The canonisation of the Quranic reading traditions ( qirāʾāt
) goes back to the 10th c. scholar ibn Mujahid who established the canon. Up until recently, it was thought that his work functioned as our historical horizon- everything we can know about the pre-canonical situation is filtered through his choices and thinking. However, there are hundreds of Quranic manuscripts from the time preceding the canonisation stretching back at least to the beginning of the 8th c. that make use of diacritics to instruct the reader. These pre-canonical reading traditions provide a vista into the pre-history of Quranic recitation, yet they have so far gone almost entirely unstudied. The ERC Consolidator grant project QurCan aims to mine these rich historical sources to understand what Quran recitation was like before ibn Mujahid, how the reading traditions developed, and how this led to the crystallized canon that we know today.Key Responsibilities
The postdoctoral researcher will conduct a historical study into the study of the canonisation of the Quranic reading traditions, integrating both the traditional Islamic sources on the project, as well as the primary manuscript data that will be collected over the course of the project. The QurCan project will, for the first time, provide direct insight into which reading traditions were popular in the pre-canonical period, and which ones have been lost altogether. With this increased access to primary source material, it will for the first time be possible to address directly the question when certain reading traditions rose to prominence, and where. Therefore, the process of canonisation can finally be studied with direct systematically described sources that predate the canonisation, which will also furnish further ability to contextualize the pre-canonical fragmentary accounts in the pre-canonical sources.
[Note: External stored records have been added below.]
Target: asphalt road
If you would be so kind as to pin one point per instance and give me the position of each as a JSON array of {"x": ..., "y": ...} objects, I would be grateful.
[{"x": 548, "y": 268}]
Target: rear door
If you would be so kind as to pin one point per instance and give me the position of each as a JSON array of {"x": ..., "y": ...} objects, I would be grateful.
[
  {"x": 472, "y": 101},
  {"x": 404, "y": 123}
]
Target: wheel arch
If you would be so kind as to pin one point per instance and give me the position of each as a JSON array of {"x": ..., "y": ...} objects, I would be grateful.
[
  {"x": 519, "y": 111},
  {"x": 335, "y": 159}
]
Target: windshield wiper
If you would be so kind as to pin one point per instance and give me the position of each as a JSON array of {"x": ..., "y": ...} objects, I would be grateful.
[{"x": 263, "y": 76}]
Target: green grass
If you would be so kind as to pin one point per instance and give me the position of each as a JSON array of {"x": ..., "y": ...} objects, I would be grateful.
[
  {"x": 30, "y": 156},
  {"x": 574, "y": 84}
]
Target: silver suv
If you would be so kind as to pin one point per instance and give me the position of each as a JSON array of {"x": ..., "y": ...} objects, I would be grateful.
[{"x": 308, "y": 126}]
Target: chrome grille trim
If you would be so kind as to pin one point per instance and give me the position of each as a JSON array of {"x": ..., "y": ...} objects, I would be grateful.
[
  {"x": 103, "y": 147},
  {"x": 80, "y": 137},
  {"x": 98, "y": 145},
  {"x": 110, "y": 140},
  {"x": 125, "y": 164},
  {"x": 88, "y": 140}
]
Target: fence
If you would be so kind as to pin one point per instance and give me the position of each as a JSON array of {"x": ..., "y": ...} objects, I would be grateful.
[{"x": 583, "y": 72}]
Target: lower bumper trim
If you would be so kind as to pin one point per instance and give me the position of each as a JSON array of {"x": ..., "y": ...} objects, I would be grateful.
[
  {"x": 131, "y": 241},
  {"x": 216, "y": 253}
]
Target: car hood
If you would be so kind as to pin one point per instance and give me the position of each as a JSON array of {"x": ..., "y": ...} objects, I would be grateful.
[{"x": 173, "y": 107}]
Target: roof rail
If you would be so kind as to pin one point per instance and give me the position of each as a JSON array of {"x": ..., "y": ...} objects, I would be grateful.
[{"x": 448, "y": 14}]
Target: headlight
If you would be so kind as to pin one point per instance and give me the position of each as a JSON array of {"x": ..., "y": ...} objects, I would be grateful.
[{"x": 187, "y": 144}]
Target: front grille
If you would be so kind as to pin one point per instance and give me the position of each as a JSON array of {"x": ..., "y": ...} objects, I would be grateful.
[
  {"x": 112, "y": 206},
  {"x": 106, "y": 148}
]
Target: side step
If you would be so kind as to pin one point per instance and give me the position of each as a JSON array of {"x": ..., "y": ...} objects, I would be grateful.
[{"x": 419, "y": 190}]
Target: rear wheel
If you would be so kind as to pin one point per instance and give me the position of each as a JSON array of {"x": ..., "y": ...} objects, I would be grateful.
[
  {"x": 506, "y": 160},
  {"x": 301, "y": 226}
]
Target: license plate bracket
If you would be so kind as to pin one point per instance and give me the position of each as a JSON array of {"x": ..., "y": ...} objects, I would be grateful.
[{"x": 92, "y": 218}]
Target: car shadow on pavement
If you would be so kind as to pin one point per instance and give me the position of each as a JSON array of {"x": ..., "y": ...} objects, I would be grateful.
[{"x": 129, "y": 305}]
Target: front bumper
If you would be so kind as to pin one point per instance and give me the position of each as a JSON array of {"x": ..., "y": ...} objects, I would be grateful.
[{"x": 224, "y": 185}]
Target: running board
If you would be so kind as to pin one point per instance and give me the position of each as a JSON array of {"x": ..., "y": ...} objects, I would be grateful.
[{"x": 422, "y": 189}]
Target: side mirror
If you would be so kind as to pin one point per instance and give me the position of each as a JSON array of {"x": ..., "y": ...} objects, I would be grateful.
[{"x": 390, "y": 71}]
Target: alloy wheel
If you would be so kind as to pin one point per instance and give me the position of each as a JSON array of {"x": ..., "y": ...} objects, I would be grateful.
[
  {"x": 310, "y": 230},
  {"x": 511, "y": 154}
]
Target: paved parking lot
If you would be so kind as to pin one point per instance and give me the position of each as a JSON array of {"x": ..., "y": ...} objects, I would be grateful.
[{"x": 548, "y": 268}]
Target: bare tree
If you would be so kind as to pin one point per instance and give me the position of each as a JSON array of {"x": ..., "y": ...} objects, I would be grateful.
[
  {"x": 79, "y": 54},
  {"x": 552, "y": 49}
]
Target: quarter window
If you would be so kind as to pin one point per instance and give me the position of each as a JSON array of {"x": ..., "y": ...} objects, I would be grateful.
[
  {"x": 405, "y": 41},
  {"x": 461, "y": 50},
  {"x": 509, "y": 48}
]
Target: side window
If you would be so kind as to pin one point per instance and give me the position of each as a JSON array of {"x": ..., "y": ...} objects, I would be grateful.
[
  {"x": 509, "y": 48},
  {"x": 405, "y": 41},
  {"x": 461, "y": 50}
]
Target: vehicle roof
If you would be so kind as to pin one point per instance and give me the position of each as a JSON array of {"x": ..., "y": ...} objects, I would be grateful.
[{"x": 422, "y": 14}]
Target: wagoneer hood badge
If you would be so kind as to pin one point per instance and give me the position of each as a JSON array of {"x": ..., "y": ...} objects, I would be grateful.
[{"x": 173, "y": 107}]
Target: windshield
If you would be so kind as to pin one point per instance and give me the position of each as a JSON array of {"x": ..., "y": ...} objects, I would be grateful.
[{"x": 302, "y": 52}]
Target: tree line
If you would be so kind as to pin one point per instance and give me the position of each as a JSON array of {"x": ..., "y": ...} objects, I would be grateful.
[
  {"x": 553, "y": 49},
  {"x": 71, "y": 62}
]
One of the impediments to understanding the establishment of the Canon of the Quranic text comes from the fact that the earliest systematic description of reading traditions is the same text that established the canon of those reading traditions. While there are surviving works that precede the canonisation that discuss different readings, no systematic descriptions of complete traditions survive. As a result, it is difficult to decide how anonymous mention of fragments of readings should be viewed, and how these early mentions of recitations of the Quran should be understood in the development of the canon.